2004年(平成16年)11月1日(月曜日)
一人ひとりの子どもたちへ?A

「子どものせい」では変わらない

 新潟県中越地震があった翌日、鳥取県米子市で「米子こども劇場30周年記念フォーラム」が開催され、パネリストは寺協研氏(文化庁文化部長)と片山善博氏(鳥取県知事)と私の3人でした。片山知事は、新潟の地震が人ごとでなかった様子で、まずは、地震の話からされました。鳥取県西部地震が起きたときに、税金をプライベートなものに投じてはならないという国のルールに片山知事は従わず、個人の住宅の立て替えに県から補助金を出すことを決めたのですが、これは個人の立場に立った大英断でした。

 その話を聞いて、私がやってきたことも、一人ひとりの子どもに向き合った教育をと考えてきましたから、片山知事の発想とどこか近いものがあるかもしれないと思い、いままでのことを整理してみました。 

 現在、学校現場では「できない子」と線を引かれ、授業の対象にされない子どもたちが2割ほどいます。学業不振の子であっても、その子にあった学習をやっていけば誰もが学び続けられるのですが、8割の子を標準に授業を進めるため、2割の子どもたちは置き去りにされているのが現状でしょう。

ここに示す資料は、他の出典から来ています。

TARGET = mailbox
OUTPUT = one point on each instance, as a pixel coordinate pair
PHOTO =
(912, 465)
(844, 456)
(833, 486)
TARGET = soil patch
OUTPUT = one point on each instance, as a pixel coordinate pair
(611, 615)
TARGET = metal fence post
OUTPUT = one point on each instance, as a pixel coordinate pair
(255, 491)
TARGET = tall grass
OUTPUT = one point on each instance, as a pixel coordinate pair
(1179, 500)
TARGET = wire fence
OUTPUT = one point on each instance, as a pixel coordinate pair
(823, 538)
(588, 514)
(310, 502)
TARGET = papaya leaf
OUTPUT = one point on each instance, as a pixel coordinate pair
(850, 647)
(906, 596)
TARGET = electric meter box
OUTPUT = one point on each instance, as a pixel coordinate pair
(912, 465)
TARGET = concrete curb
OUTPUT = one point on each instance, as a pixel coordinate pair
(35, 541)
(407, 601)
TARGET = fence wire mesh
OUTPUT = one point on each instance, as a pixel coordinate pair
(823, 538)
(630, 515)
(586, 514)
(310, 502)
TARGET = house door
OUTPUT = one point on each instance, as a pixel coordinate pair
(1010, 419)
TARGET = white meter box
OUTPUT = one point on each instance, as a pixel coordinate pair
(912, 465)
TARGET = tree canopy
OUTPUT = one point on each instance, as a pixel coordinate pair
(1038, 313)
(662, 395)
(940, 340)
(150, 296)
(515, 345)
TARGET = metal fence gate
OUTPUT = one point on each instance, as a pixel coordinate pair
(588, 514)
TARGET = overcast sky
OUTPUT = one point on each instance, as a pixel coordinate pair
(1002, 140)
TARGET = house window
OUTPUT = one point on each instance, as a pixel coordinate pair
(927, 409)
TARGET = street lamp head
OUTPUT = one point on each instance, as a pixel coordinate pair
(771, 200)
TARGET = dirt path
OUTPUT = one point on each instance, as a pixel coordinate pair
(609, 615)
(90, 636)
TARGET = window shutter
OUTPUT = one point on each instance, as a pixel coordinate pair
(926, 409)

 望まないのに競争させられ、常に負けた気分を味わっているのですから、学習する意欲を失ってしまうのも当然のことのように思えます。私はこの2割の子どもたちにどう対応していくか、ということが現在の教育において、とても重要なことだと思うのです。

 この子たちは「教師がやるものを決めて、やってこなければ罰を与えて……」という従来の教師主導の教育を受けつけないのですが、見方を変えれば、教育に対する先駆者ともいえるのです。「いまの教育は非人間的で、私たちを人間扱いしていない」と、全身で教育のあり方に異議申し立てをしているようにも思えるのです。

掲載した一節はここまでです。